Pastrami? Corned Beef? Ground beef for burgers? There are many things one can do with a brisket besides just cooking it. What about grinding part, making pastrami with part, and straight out smoking a hunk? Or say the heck with that and give it to your buddy so he can regale you for the next thirty years with tales of how great a piece of meat it was.
Oh no don’t do that. There is no black magic involved in cooking a great brisket. My journey to brisket confidence didn’t happen overnight. I don’t even want to try to remember how many I cooked before I turned out a good one. IMHO the first thing you want to decide is what kind of brisket you and your family like. Some want it to be like smoke flavored pot roast, others want it to look like a meteorite, as black as can be. I have friends who actually buy nice briskets and pour Clauds brisket sauce over them, then cook them in the oven. He brags on his briskets. Just decide the outcome you want. There are stick burning whizzes here that would be glad to coach you to where you want to be. If you used a kamado I’d be glad to help, But I’ve seen the beautiful stick burner you built. Heck if everyone could get bbq right easily there’d be no need for AR. Good luck!
If not cooking outdoors, I am cooking on the stovetop with my 14" carbon steel wok, 12" CI skillet, or in the oven with my two Lodge CI pizza pans, or two dutch ovens. I've also got a nifty Lodge carbon steel grill pan that rocks for veggies outdoors.
I cook chuck roasts almost exclusively now. They are easier and really good. I have one wagyu brisket I’m saving for some special occasion that hasn’t happened yet.
If not cooking outdoors, I am cooking on the stovetop with my 14" carbon steel wok, 12" CI skillet, or in the oven with my two Lodge CI pizza pans, or two dutch ovens. I've also got a nifty Lodge carbon steel grill pan that rocks for veggies outdoors.
Smoked pork shoulder with the sweet, spicy, and fiery flavors of Korean barbecue. Sweet, salty, spicy, fiery, with those Asian umami flavors.
The gochujang marinade/bark makes for an entirely different flavor profile on the pork itself, and the "KB Sauce" is simply amazing. And if making sandwiches or on a plate, the crunchy pickled kimchi is a lot different than the usual slaw.
For ribs, I've tried the "Char Siu" recipe on the free side, but felt it needed more flavor and don't forget the sesame seed garnish. The other thing I did a while back that gave ribs an entirely new flavor was to do them with butter and buffalo sauce. I cut them individually to treat kinda like individual wings, put a dry rub on, then brushed with the homemade buffalo sauce every 15 minutes the last hour of the 2.5 hour or so cook. They were great, and I need to do it again.

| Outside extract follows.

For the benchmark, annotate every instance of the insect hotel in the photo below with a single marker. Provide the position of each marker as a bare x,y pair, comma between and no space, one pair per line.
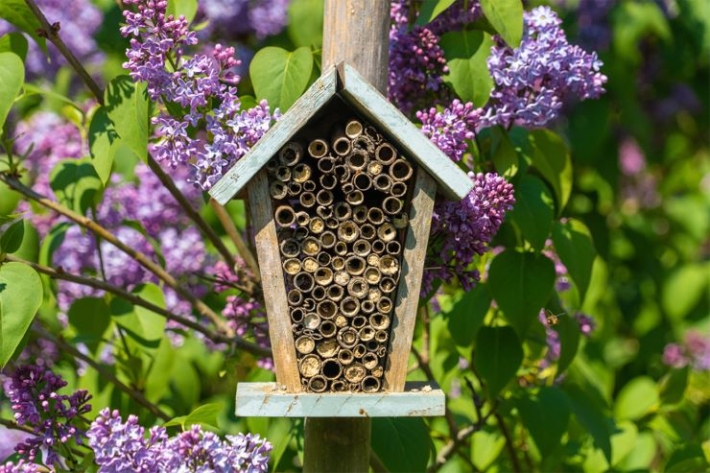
340,193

jfmorris I sent The Boy, he got some PF Chang's stuff - it was pretty good. Not true gochujang paste, but it worked in a pinch, and the guests were happy with the meat. I cooked all day and didn't eat, so... had a bite, tasted ok, but with all the smoke I'd been exposed to, I'm sure my taste buds were pretty useless. Seems lately when I cook all day, everyone else eats at the end - except me.
I hear ya realdocBBQ - sounds like Corn Pop got the best of you this time. He always does...

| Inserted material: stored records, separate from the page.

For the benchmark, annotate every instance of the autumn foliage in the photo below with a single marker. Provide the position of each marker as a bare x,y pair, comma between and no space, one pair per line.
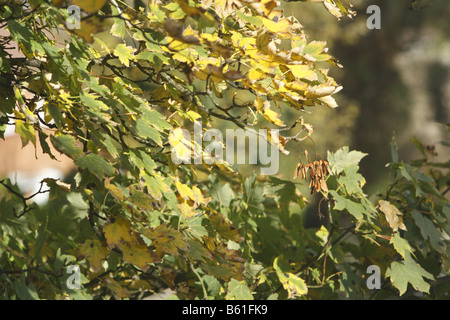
135,223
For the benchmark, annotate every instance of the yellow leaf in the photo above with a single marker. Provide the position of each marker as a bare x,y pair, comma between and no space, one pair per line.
119,291
90,6
281,26
270,115
180,141
166,240
138,254
393,216
302,71
95,252
116,231
187,210
88,27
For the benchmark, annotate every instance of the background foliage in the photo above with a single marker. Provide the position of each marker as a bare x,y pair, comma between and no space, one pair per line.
136,223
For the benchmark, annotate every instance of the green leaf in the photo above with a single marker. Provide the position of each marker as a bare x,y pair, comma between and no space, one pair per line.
91,101
224,228
428,230
155,185
119,27
238,290
26,132
66,144
95,164
156,119
24,291
400,245
352,180
145,130
394,150
90,6
354,208
408,271
342,159
282,191
124,53
294,285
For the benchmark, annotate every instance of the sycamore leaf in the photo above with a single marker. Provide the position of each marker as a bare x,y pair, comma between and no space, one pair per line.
393,215
181,144
26,132
264,109
238,290
96,164
343,159
116,231
144,129
88,28
428,230
166,240
408,271
119,291
90,6
224,227
124,53
294,285
400,245
66,144
141,200
354,208
138,254
95,252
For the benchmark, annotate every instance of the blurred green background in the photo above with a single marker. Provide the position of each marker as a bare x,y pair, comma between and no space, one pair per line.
396,80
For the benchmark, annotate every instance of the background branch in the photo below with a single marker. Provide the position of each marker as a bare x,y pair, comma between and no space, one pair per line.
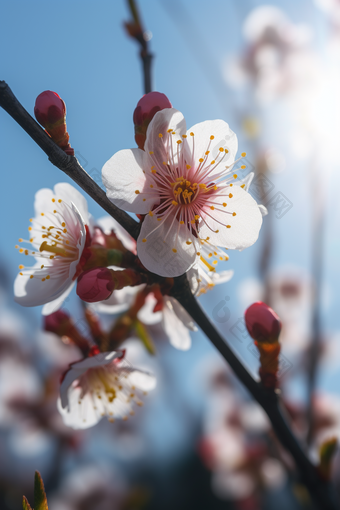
321,491
67,164
136,31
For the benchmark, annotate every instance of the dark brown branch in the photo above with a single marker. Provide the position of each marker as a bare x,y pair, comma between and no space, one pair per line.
67,164
137,32
320,490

I felt the same way yesterday - even just 6 hour or so messing with the smoke and my nose and taste buds were desensitized. Ribs were fine, but didn't taste smoky. Same with the mac-n-cheese and beans. My sister commented on the smokiness of the beans, and ate them right up - something she normally doesn't like. Me, not so much. Didn't stop me from eating though!